The action figure McClain is referencing is the 1979 Boba Fett J-slot rocket firing prototype – a legendary find for "Star Wars" fans and collectors alike.
What makes this figure so valuable?
With fewer than than 30 figurines in existence, Boba Fett is already a rare item. However, this bounty hunter is very much in a league of his own, having remained an integral part of "Star Wars" folklore, prompting theories and fandom over the last 40 years.
The rocket-firing Boba Fett figurine was the final portion of a prototype, developed by the Cincinnati-based Kenner toys, the lone developer of "Star Wars" action figures at the time.
This particular one – and many Gen Xers are well aware of its existence – was offered in part of a rebate promotion.

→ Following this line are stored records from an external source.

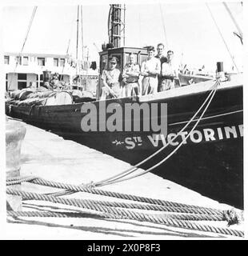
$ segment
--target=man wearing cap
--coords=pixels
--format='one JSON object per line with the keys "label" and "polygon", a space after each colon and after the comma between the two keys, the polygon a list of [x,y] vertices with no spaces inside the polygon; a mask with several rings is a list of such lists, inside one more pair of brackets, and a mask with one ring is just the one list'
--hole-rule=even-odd
{"label": "man wearing cap", "polygon": [[[158,43],[157,46],[157,52],[158,54],[155,56],[155,58],[158,58],[160,60],[161,63],[161,70],[162,70],[162,63],[167,62],[167,58],[166,56],[164,55],[164,50],[165,50],[165,46],[164,44]],[[160,87],[161,87],[161,83],[162,83],[162,74],[158,74],[158,90],[160,91]]]}
{"label": "man wearing cap", "polygon": [[142,79],[142,95],[155,94],[158,92],[158,74],[161,71],[159,59],[154,57],[155,49],[154,46],[147,48],[147,59],[142,62],[141,74]]}
{"label": "man wearing cap", "polygon": [[121,71],[116,68],[118,58],[112,57],[109,60],[109,66],[102,74],[103,87],[102,88],[101,100],[120,97]]}
{"label": "man wearing cap", "polygon": [[124,86],[122,89],[123,97],[137,96],[139,94],[138,78],[140,74],[140,67],[135,62],[135,55],[130,54],[129,62],[125,65],[122,73],[122,82]]}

On the back of Kenner's "Star Wars" merchandise was a proof-of-purchase form consumers could mail back and receive the rocket-firing figurine.
At the time, "Star Wars: The Empire Strikes Back" had not been released, and Boba Fett's origin was still very much a mystery for fans.
Who is Boba Fett?
A leaflet teasing Boba Fett as a "fearsome, intergalactic bounty hunter" and acknowledging his first appearance as the protagonist in the 1978 made-for-TV movie "A Wookie Holiday" (a lesser-known film in Star Wars canon, and rightly so) was the point of reference for the character.

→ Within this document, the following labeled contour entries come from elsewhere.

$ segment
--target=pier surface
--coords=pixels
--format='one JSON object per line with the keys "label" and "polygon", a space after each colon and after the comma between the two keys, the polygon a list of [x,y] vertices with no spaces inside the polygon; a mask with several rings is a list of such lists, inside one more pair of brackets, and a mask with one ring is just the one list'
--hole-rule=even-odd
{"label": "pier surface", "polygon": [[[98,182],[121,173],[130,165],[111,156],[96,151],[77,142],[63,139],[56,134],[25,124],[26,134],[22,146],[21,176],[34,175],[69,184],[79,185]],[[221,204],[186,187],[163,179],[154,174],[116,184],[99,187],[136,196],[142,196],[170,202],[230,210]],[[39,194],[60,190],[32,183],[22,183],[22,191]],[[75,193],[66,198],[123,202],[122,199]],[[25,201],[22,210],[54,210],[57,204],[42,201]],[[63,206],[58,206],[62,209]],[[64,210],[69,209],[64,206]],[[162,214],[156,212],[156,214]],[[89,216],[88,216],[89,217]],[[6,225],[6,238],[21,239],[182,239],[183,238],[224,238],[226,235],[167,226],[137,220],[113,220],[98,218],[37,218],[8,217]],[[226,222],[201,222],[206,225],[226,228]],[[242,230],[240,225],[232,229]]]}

But before the toy shipped, the rocket-firing backpack was deemed a choking hazard and dangerous for children. So, the Mandalorian and his spring-loaded backpack never made it to the shelves. (Boba Fett figures were still made, but the rocket backpack was solid and without any firing mechanism.)
And with the continuation of the "Star Wars" saga on the big screen and launch of spin-off franchises such as the "the Mandalorian" on streaming service Disney+, the interest in collector items has been reignited.

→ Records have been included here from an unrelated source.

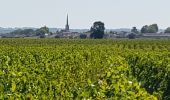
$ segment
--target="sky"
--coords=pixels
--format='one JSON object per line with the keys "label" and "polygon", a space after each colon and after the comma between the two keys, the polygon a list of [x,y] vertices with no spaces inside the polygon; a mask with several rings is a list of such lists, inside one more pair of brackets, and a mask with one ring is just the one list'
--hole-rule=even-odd
{"label": "sky", "polygon": [[107,29],[140,29],[157,23],[170,27],[170,0],[0,0],[0,27],[89,29],[102,21]]}

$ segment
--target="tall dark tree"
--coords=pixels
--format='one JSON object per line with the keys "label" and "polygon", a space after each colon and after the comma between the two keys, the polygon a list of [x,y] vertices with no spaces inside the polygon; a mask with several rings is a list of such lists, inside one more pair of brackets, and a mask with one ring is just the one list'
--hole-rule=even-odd
{"label": "tall dark tree", "polygon": [[166,28],[164,33],[170,33],[170,27]]}
{"label": "tall dark tree", "polygon": [[133,27],[133,28],[131,29],[131,32],[132,32],[132,33],[135,33],[135,34],[138,34],[138,33],[139,33],[136,27]]}
{"label": "tall dark tree", "polygon": [[158,32],[158,25],[152,24],[152,25],[145,25],[141,29],[141,33],[157,33]]}
{"label": "tall dark tree", "polygon": [[148,25],[142,27],[141,33],[148,33]]}
{"label": "tall dark tree", "polygon": [[158,25],[152,24],[148,27],[148,33],[157,33],[158,32]]}
{"label": "tall dark tree", "polygon": [[90,38],[94,39],[101,39],[104,36],[105,26],[104,23],[101,21],[94,22],[93,26],[91,27],[90,31]]}
{"label": "tall dark tree", "polygon": [[36,35],[37,36],[44,36],[45,34],[49,34],[49,28],[44,26],[44,27],[41,27],[40,29],[37,29],[36,30]]}

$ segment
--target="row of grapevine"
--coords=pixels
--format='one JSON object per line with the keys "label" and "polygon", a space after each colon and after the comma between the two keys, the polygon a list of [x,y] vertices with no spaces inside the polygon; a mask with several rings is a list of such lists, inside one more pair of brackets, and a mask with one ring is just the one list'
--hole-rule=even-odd
{"label": "row of grapevine", "polygon": [[169,45],[169,40],[2,39],[0,99],[168,100]]}

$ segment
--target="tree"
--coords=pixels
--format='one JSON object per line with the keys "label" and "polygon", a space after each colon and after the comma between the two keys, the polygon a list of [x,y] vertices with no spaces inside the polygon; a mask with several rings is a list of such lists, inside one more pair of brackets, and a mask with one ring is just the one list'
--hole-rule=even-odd
{"label": "tree", "polygon": [[141,29],[141,33],[157,33],[158,32],[158,25],[152,24],[152,25],[145,25]]}
{"label": "tree", "polygon": [[101,39],[104,36],[105,26],[101,21],[97,21],[93,23],[93,26],[90,29],[90,38]]}
{"label": "tree", "polygon": [[148,27],[148,33],[157,33],[158,32],[158,25],[152,24]]}
{"label": "tree", "polygon": [[148,25],[142,27],[141,33],[148,33]]}
{"label": "tree", "polygon": [[135,39],[136,35],[134,33],[131,33],[131,34],[128,35],[128,38],[129,39]]}
{"label": "tree", "polygon": [[138,33],[139,33],[136,27],[133,27],[133,28],[131,29],[131,32],[132,32],[132,33],[135,33],[135,34],[138,34]]}
{"label": "tree", "polygon": [[166,28],[164,33],[170,33],[170,27]]}
{"label": "tree", "polygon": [[32,35],[35,35],[35,32],[33,29],[17,29],[13,32],[11,32],[10,34],[12,35],[25,35],[25,36],[32,36]]}
{"label": "tree", "polygon": [[44,26],[44,27],[41,27],[40,29],[37,29],[36,30],[36,35],[37,36],[44,36],[45,34],[49,34],[49,28]]}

"Ten years ago, you could've bought this for $25,000," says McClain. "There was a moment before the new movies came out ... where people thought the market was dead."
With the release of the prequels in 1999, interest in "Star Wars" began to ramp up. It has only been recently that the infamous Boba Fett figurine has picked up steam.
Previous sales of similar figures
In 2017, Hake's sold a Boba Fett L-slot rocket-firing backpack prototype for around $86,000, and last July, another L-slot figurine was sold for $112,926. Both were records for "Star Wars" figurines at the auction house.
The L-slot backpack was the predecessor to the J-slot prototype. After the prototype was discontinued, Kenner allowed employees to keep the action figures, McClain says.
The figure for auction has had three owners: Kenner employee John R. Howison, then Tom Tumbusch of Tomart Publications and lastly well-known Star Wars collector Brian Rachfal.
Currently, the J-slot Bobba Fett figurine is already breaking records with a bid of more than $120,000. McClain expects the action figure could break Hake's all-time record of $569,273.61, which is held by Detective Comics #27 – the first appearance of Batman.
"We've seen this before (in) comics and cards, something exists and there are collectors and then one price hits and then people pay attention," Hake's president Alex Winter says.
Bidding for the Boba Fett prototype closes on Nov. 7. The figurine is item 1815 and part of Hake's Auctions #228, which features more than 300 "Star Wars" toys and memorabilia.